Ditulis oleh KabarBursa.com
Putusan MK Gugur, Baleg Akhirnya Loloskan UU Pilkada

Poin Penting :

    KABARBURSA.COM - Badan Legislasi (Baleg) DPR RI telah menyetujui Rancangan Undang-Undang (RUU) Pilkada dalam sidang yang digelar pada Rabu, 21 Agustus 2024.

    Keputusan ini diambil meskipun Mahkamah Konstitusi (MK) baru saja mengeluarkan putusan terkait syarat pencalonan Pilkada 2024.

    Wakil Ketua Baleg, Mochamad Baidowi, memimpin sidang dan menanyakan persetujuan anggota rapat tentang RUU perubahan keempat mengenai Perppu Pemilihan Gubernur, Bupati, dan Wali Kota. "Apakah kita setuju dengan hasil pembahasan RUU ini?" tanyanya.

    Dan jawabannya, "Setuju."Keputusan ini selanjutnya akan dibawa ke Rapat Paripurna yang dijadwalkan pada Kamis, 22 Agustus 2024. Semua fraksi, kecuali PDIP, menyatakan dukungannya terhadap rancangan undang-undang yang telah dibahas.

    PDIP Menolak

    Fraksi Gerindra menyebutkan bahwa pembahasan RUU Pilkada merupakan langkah positif yang dibawa oleh DPR. "Panja telah membahasnya secara transparan. Ini adalah keputusan bersejarah yang menegakkan fungsi DPR sebagai representasi rakyat," ujar Habiburakhman dari Fraksi Gerindra.

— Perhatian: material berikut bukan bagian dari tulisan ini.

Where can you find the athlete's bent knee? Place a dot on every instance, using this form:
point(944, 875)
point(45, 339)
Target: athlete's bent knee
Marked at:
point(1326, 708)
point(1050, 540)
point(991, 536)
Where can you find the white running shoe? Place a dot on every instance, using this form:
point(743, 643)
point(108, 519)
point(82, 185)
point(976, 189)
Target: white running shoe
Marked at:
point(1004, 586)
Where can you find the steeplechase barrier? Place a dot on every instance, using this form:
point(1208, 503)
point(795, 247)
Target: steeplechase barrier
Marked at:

    Demokrat juga memberikan persetujuannya. "RUU ini adalah instrumen hukum penting untuk pelaksanaan Pilkada," ujar Hinca Panjaitan dari Fraksi Demokrat,

    Ia menambahkan bahwa meskipun mereka menghargai putusan MK terkait ambang batas, mereka hanya menyetujui ambang batas MK untuk partai yang tidak memiliki kursi di DPRD.

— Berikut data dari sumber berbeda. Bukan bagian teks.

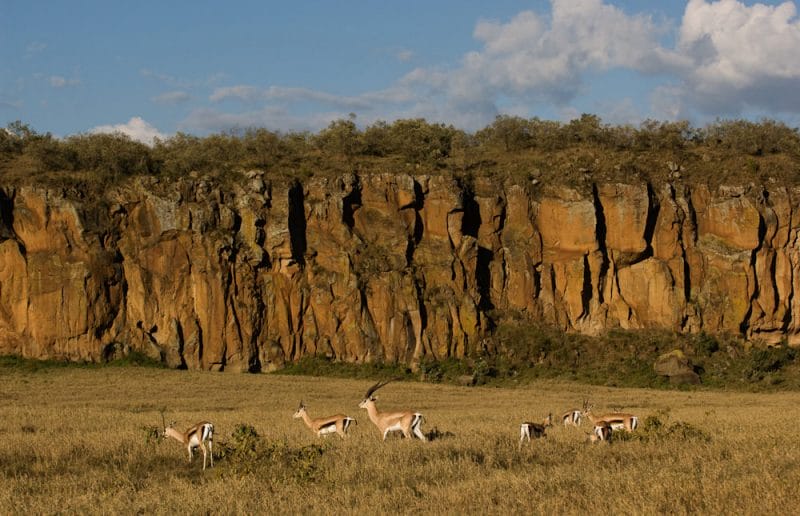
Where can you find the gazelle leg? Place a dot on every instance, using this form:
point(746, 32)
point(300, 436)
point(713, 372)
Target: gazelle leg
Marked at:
point(418, 433)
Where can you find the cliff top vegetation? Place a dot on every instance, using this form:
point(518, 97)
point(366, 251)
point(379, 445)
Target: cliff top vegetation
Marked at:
point(584, 149)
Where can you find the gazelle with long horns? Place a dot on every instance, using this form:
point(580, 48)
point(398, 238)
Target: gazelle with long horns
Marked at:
point(338, 423)
point(404, 421)
point(195, 436)
point(616, 420)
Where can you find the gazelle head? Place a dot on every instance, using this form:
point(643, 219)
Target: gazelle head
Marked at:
point(300, 410)
point(368, 397)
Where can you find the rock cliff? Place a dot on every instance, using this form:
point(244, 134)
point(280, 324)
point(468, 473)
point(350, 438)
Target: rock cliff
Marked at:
point(386, 267)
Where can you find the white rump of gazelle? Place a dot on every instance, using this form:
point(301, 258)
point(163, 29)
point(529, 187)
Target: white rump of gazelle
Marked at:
point(338, 423)
point(195, 436)
point(404, 421)
point(535, 430)
point(572, 418)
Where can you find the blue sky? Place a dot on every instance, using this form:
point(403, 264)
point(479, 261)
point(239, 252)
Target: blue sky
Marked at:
point(150, 68)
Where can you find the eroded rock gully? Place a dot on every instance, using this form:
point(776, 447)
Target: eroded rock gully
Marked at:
point(386, 266)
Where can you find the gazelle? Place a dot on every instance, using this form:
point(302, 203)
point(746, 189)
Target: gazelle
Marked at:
point(601, 433)
point(338, 423)
point(405, 421)
point(572, 417)
point(537, 430)
point(617, 420)
point(196, 436)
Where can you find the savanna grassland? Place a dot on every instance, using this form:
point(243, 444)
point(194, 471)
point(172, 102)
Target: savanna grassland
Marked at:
point(78, 440)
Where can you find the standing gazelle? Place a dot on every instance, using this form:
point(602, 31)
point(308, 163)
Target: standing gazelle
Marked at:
point(405, 421)
point(537, 430)
point(196, 436)
point(601, 433)
point(322, 426)
point(572, 418)
point(616, 420)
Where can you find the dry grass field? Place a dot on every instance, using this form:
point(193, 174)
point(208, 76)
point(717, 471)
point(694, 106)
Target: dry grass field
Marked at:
point(75, 440)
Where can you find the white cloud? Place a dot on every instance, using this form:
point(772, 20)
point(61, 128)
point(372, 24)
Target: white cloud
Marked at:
point(404, 55)
point(136, 129)
point(37, 47)
point(172, 97)
point(727, 58)
point(740, 56)
point(58, 81)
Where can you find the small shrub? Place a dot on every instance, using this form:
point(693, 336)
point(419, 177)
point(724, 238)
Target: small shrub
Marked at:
point(769, 360)
point(654, 429)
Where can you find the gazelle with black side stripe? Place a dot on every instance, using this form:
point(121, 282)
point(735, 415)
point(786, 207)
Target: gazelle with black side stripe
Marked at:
point(322, 426)
point(616, 420)
point(405, 421)
point(195, 436)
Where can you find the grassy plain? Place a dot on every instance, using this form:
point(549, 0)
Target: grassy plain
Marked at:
point(74, 440)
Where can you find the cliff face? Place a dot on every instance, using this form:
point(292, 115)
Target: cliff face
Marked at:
point(389, 267)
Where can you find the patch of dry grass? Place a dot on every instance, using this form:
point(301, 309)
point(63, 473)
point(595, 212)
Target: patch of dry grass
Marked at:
point(75, 441)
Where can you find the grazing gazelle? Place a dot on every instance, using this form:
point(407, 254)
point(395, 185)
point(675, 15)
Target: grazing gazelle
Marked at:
point(572, 417)
point(405, 421)
point(196, 436)
point(617, 420)
point(322, 426)
point(601, 433)
point(537, 430)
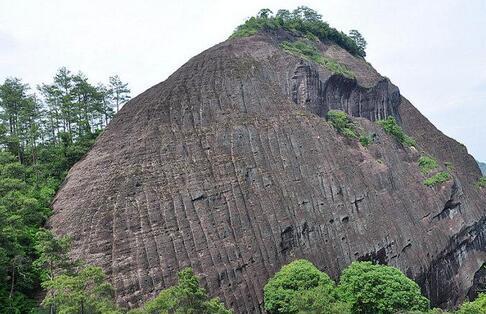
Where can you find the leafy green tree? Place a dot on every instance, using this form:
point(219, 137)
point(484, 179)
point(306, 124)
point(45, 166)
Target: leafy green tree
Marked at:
point(391, 127)
point(359, 41)
point(300, 287)
point(379, 289)
point(477, 306)
point(120, 92)
point(342, 123)
point(185, 297)
point(302, 20)
point(40, 139)
point(84, 292)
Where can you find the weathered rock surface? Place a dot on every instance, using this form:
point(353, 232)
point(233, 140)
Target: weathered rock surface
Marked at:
point(229, 167)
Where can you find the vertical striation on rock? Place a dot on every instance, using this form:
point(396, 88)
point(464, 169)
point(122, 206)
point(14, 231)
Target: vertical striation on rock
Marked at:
point(229, 167)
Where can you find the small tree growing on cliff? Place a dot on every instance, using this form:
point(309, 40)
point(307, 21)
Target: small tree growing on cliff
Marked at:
point(359, 41)
point(185, 297)
point(84, 292)
point(300, 287)
point(379, 289)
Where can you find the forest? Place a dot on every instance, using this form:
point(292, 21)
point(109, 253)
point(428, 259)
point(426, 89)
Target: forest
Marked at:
point(43, 132)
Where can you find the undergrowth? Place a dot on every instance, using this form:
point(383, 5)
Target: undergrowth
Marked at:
point(391, 127)
point(308, 51)
point(304, 21)
point(437, 178)
point(427, 164)
point(481, 182)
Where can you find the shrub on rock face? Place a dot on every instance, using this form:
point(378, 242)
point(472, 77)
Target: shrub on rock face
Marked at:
point(477, 306)
point(300, 287)
point(438, 178)
point(391, 127)
point(379, 289)
point(342, 123)
point(481, 182)
point(185, 297)
point(427, 164)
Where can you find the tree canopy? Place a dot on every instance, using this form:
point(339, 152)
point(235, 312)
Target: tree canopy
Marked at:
point(300, 286)
point(41, 137)
point(303, 20)
point(379, 289)
point(185, 297)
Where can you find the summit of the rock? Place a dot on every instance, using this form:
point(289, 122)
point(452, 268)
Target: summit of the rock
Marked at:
point(229, 167)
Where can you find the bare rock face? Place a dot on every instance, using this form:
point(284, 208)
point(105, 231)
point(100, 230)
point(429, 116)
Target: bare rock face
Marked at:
point(229, 167)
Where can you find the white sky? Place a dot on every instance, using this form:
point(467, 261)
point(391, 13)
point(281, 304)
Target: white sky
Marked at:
point(435, 51)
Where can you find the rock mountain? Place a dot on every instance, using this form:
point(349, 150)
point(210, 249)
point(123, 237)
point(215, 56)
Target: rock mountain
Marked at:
point(229, 167)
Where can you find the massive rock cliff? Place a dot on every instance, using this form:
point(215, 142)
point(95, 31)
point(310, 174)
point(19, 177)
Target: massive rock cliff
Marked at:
point(229, 167)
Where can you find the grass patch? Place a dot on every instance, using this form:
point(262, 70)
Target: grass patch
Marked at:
point(308, 51)
point(342, 123)
point(391, 127)
point(437, 178)
point(365, 140)
point(302, 20)
point(481, 183)
point(427, 164)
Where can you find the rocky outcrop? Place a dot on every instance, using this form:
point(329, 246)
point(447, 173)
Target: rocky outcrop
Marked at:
point(229, 167)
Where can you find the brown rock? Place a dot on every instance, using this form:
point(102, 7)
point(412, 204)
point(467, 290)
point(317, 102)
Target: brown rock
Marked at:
point(229, 167)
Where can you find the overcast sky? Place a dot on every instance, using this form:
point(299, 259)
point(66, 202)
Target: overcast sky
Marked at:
point(435, 51)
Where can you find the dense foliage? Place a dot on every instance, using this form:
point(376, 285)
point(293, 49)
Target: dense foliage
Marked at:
point(306, 22)
point(300, 287)
point(185, 297)
point(477, 306)
point(306, 50)
point(40, 139)
point(86, 291)
point(379, 289)
point(391, 127)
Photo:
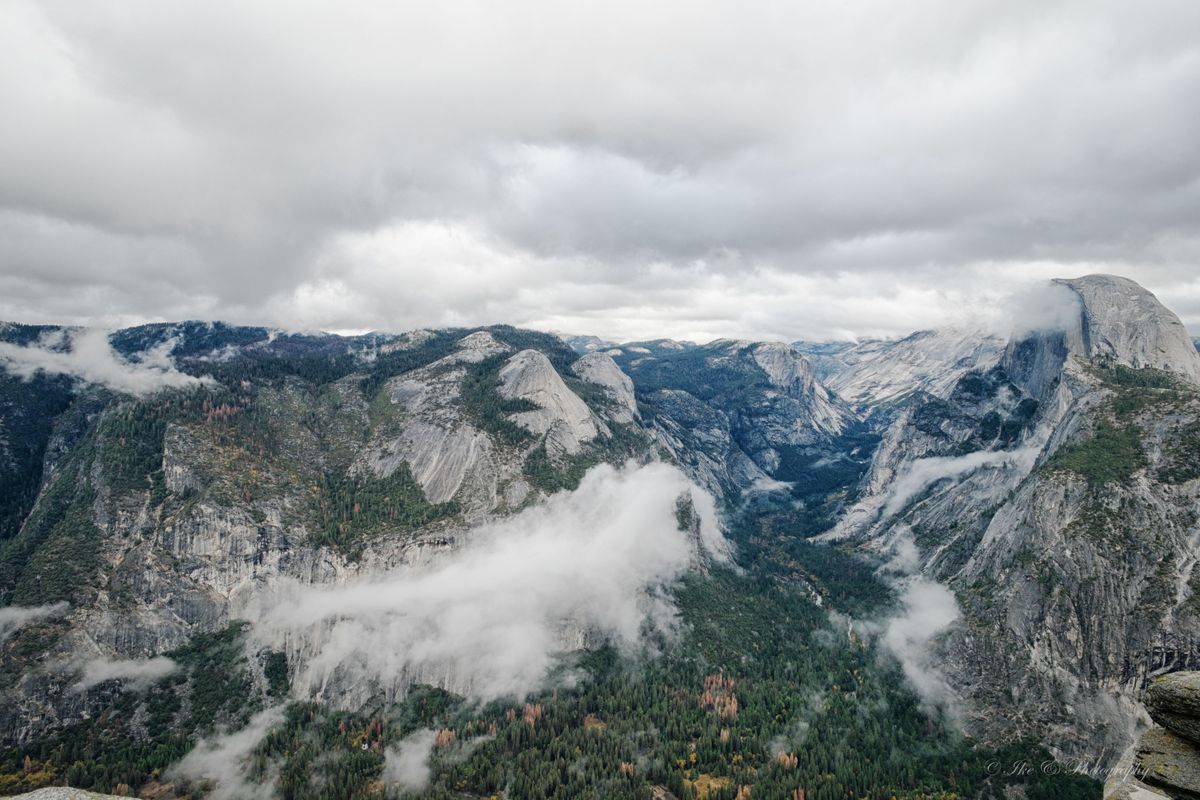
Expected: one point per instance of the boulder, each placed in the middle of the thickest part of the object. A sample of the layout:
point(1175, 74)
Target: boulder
point(1169, 762)
point(1174, 702)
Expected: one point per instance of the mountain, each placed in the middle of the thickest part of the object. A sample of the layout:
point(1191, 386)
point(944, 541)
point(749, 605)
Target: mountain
point(876, 374)
point(1055, 494)
point(484, 552)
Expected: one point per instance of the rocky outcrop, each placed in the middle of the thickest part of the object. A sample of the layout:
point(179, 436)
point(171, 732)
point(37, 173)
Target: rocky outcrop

    Fraksi PKS juga menyetujui hasil pembahasan dan berharap Pilkada serentak dapat berjalan tertib, aman, dan damai. "Fraksi PKS menerima rancangan UU Pilkada untuk dilanjutkan ke tahap berikutnya," ungkap Jazuli Juwaini dari PKS.

    Hanya Fraksi PDIP yang menolak. "Perubahan ini seharusnya mengikuti putusan MK. Mengabaikan putusan MK adalah preseden buruk, karena tidak ada negara yang berani mengubah keputusan Mahkamah Konstitusi," kata M Nurdin dari PDIP, menegaskan penolakan untuk melanjutkan pembahasan RUU ini.

    Abaikan Putusan MK

    Pembahasan sebelumnya di Panja mencakup syarat usia pencalonan dan ambang batas parpol untuk mencalonkan kepala daerah. Panja sepakat mengikuti tafsir Mahkamah Agung (MA) mengenai batas usia pencalonan untuk Pilkada 2024. "Setuju untuk mengikuti putusan MA," kata Mochamad Baidowi.Dalam kesepakatan, ditetapkan bahwa calon gubernur harus berusia minimal 30 tahun, sedangkan calon bupati/wali kota harus berusia 25 tahun terhitung sejak pelantikan.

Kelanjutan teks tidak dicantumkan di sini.